だが、実際のところ、この「人それぞれ」の相対主義は、ある困った弊害を生み出すことがある。それは「人それぞれで、絶対的な真理なんかないんだから、そんなもの目指さなくてもいいんだ」となって、「真理を求める熱い気持ち」を失ってしまうということだ。
そもそも「絶対的な真理なんてないよね」と言ったって、やっぱり僕たちは「なんらかの正しさ」を見つけていかなくてはならない。どう生きるべきか、どう死ぬべきか、国家はどうあるべきか、なんのために働くのか、そういうことを考えて生きていかなくてはならない。それに、水の「冷たい/暖かい」は人それぞれだから絶対的に決められないとしても、もし、銭湯のような共同風呂があったら、やっぱり「一番最適な理想の温度」を一生懸命考えて、問いかけていかなければならない(そして、えてして世の中は共同風呂のようなものである)。
だが、相対主義の考えを推し進めて堕落してしまうと、「何事も絶対的に決められないんだからさー、適当でいいんじゃなーい?」とさじを投げてしまい、一生懸命考えることを放棄してしまう可能性があるのだ。
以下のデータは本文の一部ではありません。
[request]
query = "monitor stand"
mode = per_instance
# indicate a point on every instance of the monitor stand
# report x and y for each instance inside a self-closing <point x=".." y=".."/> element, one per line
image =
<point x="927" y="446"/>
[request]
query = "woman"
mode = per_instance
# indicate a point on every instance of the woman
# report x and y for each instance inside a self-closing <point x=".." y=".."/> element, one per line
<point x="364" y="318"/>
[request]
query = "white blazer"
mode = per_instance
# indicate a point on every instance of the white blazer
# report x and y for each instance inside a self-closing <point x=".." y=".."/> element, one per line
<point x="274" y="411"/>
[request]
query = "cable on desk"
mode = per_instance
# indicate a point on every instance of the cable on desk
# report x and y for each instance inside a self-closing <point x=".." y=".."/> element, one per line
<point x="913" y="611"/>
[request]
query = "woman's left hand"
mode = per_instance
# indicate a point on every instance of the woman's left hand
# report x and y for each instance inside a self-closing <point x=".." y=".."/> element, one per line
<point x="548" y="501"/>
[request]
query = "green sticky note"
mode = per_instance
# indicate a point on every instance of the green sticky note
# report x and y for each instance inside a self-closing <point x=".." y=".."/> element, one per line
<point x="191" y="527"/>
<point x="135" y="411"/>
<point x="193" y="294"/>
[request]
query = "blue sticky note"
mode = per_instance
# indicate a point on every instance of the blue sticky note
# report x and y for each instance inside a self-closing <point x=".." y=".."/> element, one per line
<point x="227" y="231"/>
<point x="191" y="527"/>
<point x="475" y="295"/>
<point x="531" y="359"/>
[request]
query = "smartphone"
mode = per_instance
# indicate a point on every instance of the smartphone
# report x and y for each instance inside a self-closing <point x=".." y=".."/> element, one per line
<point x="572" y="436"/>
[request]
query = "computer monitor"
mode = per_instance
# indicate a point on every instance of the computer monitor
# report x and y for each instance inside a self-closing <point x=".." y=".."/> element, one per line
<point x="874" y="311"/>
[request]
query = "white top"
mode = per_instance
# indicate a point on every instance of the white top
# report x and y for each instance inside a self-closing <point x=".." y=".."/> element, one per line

それは、特に民主主義国家の場合には致命的である。民主主義では、基本的に投票という「多数決」が重視されるわけだが、多数決が有効に働くためには、事前に人それぞれの正しさや価値観や信念をぶつけあって議論し尽くしている必要がある。そうしてはじめて投票という多数決は、「おさまるところにおさまる」ように機能する。だが、みんなが「正しさ」や「こうあるべき」などの「自分の考えを決めるための価値観」を持っていなければ、多数決は有効には働かない。結局のところ、みんながなんとなく多数決に参加するわけだから、クチのうまい雄弁な政治家、すなわち「もっともらしく話をするだけの扇動政治家」の意見ばかりが採用されるようになっていく。つまり、民主主義は、その場のノリで物事や権力者が決まる無責任な衆愚政治へと成り下がってしまうのである。